This project was created to quickly extract figure data from open access scientific articles. The extracted data includes the figure identifier, associated image file, caption text and title, as well as text from the body of the paper that refers to or explains the figure. Text describing the figure is extracted in two ways - the first method generates columns "Sentences Before" and "Sentences After" in your output file. These are sentences that immediately refer to the figure, as well as the preceeding and following sentence. The second method uses natural language processing to extract sentences that refer to the figure, and these strings are stored in the "Spacy Extracted Text" column. Depending on your use case, you may prefer to use Sentences Before/Sentences After, or Spacy Extracted Text.
- functions.py: contains the code for all functions called on in the parsing pipeline.
- parser_pipeline.py: contains the pipeline, and can be run on your own files by changing the download_path that is hard coded into this script.
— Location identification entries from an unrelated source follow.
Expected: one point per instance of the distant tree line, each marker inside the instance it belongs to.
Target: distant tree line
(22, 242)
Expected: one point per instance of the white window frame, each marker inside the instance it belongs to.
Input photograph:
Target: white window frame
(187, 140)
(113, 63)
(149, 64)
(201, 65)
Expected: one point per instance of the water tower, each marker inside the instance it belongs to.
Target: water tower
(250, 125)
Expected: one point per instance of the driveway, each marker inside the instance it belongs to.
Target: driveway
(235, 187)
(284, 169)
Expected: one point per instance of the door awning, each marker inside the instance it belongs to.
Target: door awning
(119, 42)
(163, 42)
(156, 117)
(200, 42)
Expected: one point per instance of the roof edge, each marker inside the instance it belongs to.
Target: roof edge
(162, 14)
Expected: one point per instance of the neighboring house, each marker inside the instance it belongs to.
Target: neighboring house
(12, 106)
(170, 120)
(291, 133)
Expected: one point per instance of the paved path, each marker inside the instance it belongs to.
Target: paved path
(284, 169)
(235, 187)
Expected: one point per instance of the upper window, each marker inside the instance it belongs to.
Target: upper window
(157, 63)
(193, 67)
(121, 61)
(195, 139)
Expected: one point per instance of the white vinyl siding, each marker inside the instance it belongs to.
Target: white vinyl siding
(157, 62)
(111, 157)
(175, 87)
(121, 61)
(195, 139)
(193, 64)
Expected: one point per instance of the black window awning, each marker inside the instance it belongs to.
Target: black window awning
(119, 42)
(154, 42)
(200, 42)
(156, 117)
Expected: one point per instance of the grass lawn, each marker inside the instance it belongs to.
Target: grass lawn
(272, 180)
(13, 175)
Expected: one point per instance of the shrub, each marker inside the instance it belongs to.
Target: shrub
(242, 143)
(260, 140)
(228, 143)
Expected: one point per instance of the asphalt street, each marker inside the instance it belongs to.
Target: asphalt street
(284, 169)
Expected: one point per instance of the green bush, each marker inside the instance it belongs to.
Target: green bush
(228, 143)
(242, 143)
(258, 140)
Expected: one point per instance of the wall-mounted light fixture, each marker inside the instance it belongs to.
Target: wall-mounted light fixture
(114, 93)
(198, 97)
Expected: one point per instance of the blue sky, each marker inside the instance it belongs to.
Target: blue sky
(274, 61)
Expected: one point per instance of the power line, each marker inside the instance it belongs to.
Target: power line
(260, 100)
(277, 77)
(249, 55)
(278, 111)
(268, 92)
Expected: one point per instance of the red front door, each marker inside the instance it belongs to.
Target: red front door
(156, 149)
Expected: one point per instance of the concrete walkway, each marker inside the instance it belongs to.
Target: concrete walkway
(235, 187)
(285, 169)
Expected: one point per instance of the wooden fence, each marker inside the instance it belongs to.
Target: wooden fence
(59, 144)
The PMC open access archive that this pipeline was developed for can be found at https://ftp.ncbi.nlm.nih.gov/pub/pmc/oa_package/. This pipeline will process one subfolder from the oa_package archive from start to finish before moving on to the next subfolder. This was done to facilitate running this pipeline in an HPC environment where large downloads are not allowed. For example, all the publications within oa_package/00/00 will be downloaded, parsed, and output files will be generated before moving on to oa_package/00/01.
The parser_pipeline has been tested within a conda viritual environment and requires the following software to be installed:
- Python 3.12.9
- conda 25.3.1 (not required if not running in a virtual environment)
- beautifulsoup4 4.12.3
- pandas 2.2.3
Specify your download_path in the parser_pipeline.py file. This is the folder where all papers will be dowloaded, and where you will find the final output files. One set of output files will be created for every PMC subfolder (i.e., oa_package/00/00).